In Princeton, Congress issued a proclamation forbidding American citizens to settle on any western land claimed by Native Americans unless they gave explicit permission. Also, Congress voted that lands to the west would eventually be divided into separate states, laying the foundation for future states that would be equal to the original 13.
Most significant, Congress was in Princeton when the Treaty of Paris was signed on September 3, 1783, which recognized the new nation’s independence. According to the Morven booklet, news of the signing reached Congress on the final day of its session at Princeton. Congress adjourned on November 4, to meet again in Annapolis on November 26. While in Princeton, Congress debated where to set up a permanent capital, and compromised with Trenton half the year, and Annapolis half the year. But eventually many questioned the wisdom of always moving. Congress moved to New York City until 1790. A site was selected on the banks of the Potomac, and in the interim, Congress met back in Philadelphia until the new capital was ready in the year 1800.
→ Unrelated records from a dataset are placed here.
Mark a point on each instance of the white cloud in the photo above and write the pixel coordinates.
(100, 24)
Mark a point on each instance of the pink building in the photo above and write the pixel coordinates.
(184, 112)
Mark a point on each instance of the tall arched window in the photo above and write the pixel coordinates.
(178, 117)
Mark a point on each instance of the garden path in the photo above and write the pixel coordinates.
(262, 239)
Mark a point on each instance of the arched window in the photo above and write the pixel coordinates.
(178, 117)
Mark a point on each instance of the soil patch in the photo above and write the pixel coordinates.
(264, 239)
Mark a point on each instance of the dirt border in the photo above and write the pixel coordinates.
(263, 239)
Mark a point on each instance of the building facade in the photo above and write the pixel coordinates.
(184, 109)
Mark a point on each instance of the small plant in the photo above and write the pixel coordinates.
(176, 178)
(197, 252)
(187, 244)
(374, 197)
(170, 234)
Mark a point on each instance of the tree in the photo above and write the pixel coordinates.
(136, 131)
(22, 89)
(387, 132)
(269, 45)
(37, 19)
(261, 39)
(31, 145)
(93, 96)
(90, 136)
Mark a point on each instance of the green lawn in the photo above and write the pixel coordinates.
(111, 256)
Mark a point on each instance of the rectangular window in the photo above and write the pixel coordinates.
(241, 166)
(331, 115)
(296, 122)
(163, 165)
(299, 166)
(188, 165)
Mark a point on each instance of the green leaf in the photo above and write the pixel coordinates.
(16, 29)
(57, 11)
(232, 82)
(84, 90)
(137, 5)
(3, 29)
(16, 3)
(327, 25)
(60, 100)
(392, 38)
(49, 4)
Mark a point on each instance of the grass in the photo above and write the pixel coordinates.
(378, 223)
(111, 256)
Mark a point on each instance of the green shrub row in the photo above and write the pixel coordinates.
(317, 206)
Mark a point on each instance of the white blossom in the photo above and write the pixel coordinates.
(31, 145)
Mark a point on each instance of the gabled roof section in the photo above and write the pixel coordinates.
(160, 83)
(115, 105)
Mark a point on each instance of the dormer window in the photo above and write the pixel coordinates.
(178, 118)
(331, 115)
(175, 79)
Princeton returned to its former status, but possibly forever changed. Thomson, dining with Boudinot at Morven said that “the people had exerted themselves and put themselves to inconveniences to accommodate the members but it was a burden they could not bear long.”
“It feels almost like a blip that people don’t know, and it shocks people when they learn about it,” says Schwartz of the Historical Society. “It’s a source of pride for Princetonians today. I think it is another thing that enriches Princeton’s importance in national history, that it had the honor of being the capital for a short time.”